Kent Leung, an Assistant Professor in Montclair State’s Department of Physics and Astronomy, has received a Department of Energy research grant. Titled “Development of measurement cells for the neutron Electric Dipole Moment experiment at the Spallation Neutron Source,” the grant is a sub-award from the Oak Ridge National Laboratory and is expected to total $436,000 over five years. Leung joined Montclair State in September 2021 following research professor positions at NC State and Duke Universities.
The focus of the funded research is a measurement of the electric dipole moment of the neutron. While neutrons are (as their name implies) electrically neutral, they are composed of component particles called quarks, which are themselves charged. An electric dipole moment is a measure of how those charges are separated within the neutron. The neutron’s electric dipole moment is extremely small and has never been measured. Determining its value could shed light on fundamental problems in physics, such as how matter formed during the Big Bang or the existence of new particles that might explain dark matter.

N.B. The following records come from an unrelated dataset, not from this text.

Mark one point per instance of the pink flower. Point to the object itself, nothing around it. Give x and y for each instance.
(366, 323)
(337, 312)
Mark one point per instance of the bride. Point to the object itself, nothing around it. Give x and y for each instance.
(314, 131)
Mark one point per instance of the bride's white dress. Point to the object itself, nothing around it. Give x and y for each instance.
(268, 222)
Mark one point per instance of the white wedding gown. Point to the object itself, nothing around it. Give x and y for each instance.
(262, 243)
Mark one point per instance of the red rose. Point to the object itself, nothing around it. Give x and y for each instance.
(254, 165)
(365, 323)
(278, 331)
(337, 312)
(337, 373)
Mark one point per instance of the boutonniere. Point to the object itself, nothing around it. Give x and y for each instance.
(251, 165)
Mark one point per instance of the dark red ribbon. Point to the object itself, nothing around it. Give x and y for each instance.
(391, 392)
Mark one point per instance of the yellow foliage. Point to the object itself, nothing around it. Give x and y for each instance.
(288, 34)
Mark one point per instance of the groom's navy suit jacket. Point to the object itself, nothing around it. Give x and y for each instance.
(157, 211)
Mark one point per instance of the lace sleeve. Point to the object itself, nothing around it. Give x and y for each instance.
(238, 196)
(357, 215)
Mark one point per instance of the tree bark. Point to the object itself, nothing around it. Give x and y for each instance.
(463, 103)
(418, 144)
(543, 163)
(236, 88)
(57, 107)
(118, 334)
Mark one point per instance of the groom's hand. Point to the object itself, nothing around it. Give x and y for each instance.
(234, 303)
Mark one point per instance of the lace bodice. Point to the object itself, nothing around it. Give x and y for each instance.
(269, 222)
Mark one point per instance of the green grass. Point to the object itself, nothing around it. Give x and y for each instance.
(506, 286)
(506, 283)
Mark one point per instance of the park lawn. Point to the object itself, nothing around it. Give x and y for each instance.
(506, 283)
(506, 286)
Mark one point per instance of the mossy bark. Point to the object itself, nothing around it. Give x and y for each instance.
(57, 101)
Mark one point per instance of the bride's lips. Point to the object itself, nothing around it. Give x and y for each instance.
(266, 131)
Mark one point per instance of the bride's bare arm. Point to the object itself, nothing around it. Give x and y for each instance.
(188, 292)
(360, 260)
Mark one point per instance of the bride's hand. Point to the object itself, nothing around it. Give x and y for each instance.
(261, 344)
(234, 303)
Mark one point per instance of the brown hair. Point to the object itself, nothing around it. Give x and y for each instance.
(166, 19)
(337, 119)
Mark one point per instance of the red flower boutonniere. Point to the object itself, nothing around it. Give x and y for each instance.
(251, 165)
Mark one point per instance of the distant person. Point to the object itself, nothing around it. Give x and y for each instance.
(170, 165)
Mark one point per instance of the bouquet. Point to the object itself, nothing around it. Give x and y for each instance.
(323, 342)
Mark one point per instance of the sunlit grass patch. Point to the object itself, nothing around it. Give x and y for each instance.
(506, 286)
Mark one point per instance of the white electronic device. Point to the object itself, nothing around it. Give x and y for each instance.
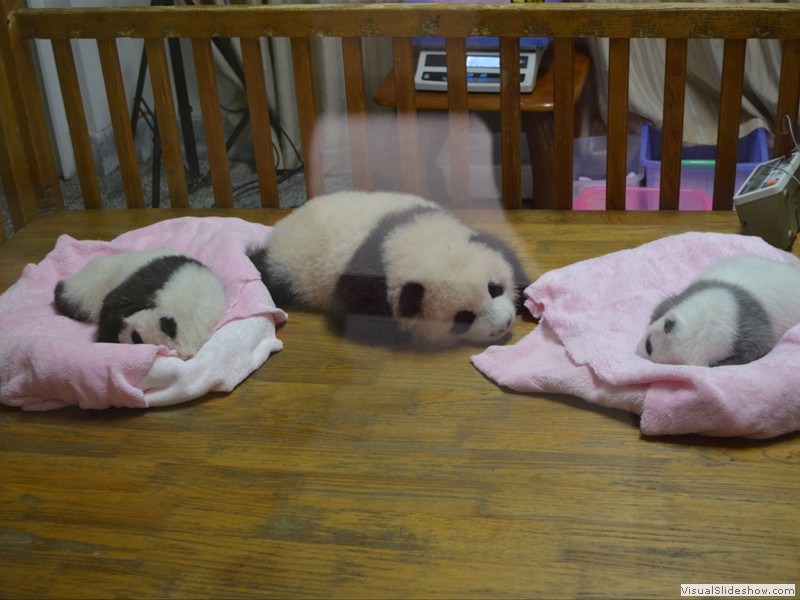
(483, 71)
(768, 202)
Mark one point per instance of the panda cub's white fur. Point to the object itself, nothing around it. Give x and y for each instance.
(733, 313)
(155, 297)
(393, 268)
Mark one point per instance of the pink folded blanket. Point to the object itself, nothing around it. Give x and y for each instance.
(49, 361)
(592, 315)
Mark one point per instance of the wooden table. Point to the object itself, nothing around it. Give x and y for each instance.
(536, 107)
(338, 470)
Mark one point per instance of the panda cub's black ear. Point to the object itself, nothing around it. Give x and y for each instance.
(169, 326)
(411, 299)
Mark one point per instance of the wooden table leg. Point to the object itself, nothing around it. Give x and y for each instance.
(538, 128)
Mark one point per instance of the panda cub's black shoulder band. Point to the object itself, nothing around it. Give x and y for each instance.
(137, 293)
(362, 290)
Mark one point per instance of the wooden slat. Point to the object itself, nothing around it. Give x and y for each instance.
(672, 129)
(728, 129)
(510, 123)
(167, 122)
(355, 91)
(458, 121)
(563, 122)
(407, 133)
(789, 91)
(258, 105)
(569, 20)
(618, 74)
(76, 119)
(37, 142)
(212, 122)
(120, 121)
(16, 175)
(7, 175)
(307, 113)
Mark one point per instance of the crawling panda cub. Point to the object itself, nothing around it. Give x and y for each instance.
(733, 313)
(153, 296)
(394, 269)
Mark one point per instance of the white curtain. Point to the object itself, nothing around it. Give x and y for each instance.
(330, 94)
(704, 68)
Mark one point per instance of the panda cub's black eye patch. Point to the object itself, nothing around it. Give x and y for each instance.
(495, 290)
(462, 322)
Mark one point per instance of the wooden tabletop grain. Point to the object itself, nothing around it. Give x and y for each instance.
(338, 470)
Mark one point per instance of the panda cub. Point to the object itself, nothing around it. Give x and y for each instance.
(734, 313)
(153, 296)
(393, 268)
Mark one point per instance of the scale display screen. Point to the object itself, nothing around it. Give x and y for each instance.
(483, 71)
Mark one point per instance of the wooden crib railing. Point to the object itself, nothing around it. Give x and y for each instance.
(29, 172)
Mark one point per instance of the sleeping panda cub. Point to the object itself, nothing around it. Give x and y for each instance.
(153, 296)
(393, 268)
(733, 313)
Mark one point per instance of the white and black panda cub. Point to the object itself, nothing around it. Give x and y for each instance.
(153, 296)
(733, 313)
(393, 268)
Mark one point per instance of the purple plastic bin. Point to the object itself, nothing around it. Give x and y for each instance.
(636, 198)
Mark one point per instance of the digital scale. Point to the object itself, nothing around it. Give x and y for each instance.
(483, 71)
(767, 203)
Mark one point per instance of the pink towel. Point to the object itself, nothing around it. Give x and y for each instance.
(594, 313)
(48, 360)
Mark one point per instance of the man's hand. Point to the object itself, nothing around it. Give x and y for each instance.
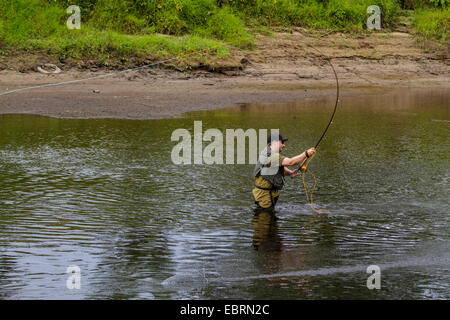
(293, 174)
(311, 151)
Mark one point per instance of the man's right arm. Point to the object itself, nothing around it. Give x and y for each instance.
(299, 158)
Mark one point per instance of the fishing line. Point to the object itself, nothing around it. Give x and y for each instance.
(303, 167)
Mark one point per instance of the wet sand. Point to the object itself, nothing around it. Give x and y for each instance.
(282, 68)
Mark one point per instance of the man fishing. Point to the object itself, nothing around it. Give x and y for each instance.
(270, 171)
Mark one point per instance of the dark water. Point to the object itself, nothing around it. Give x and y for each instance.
(104, 195)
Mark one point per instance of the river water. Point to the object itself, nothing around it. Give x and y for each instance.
(103, 195)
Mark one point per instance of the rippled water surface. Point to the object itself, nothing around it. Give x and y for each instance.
(105, 196)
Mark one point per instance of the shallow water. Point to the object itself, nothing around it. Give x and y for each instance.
(104, 195)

“We are thrilled that Prof. Leung brings a new and exciting research field to our department—that of low-energy neutron physics”, says Marc Favata, chairperson of the Physics & Astronomy Department. “In addition to contributing to world-class research, this award will provide great hands-on experiences for our students—introducing them to state-of-the-art hardware and technology.”
Professor Leung is leading the development and construction of measurement cells—toaster-sized containers that will hold ultracold neutrons. These cells are cooled to 0.4 Kelvin (-459 F or less than half a degree above absolute zero); the neutrons they contain will have temperatures around 2 milli-Kelvins. The measurement cells will be installed in a building-size experiment at Oak Ridge National Laboratory in Tennessee. The goal of the experiment—which involves 22 universities and research laboratories—is a factor 100 improvement upon prior attempts to constrain the neutron’s electric dipole. To put the expected precision in scale, if the neutron were as large as the Earth, the experiment would be sensitive to charges separated by less than the width of a single virus particle.
“We are like watch-makers,” explains Leung, “poring over all the intricate parts of a complex experiment that we built—looking for tiny deviations in how our watch ticks.”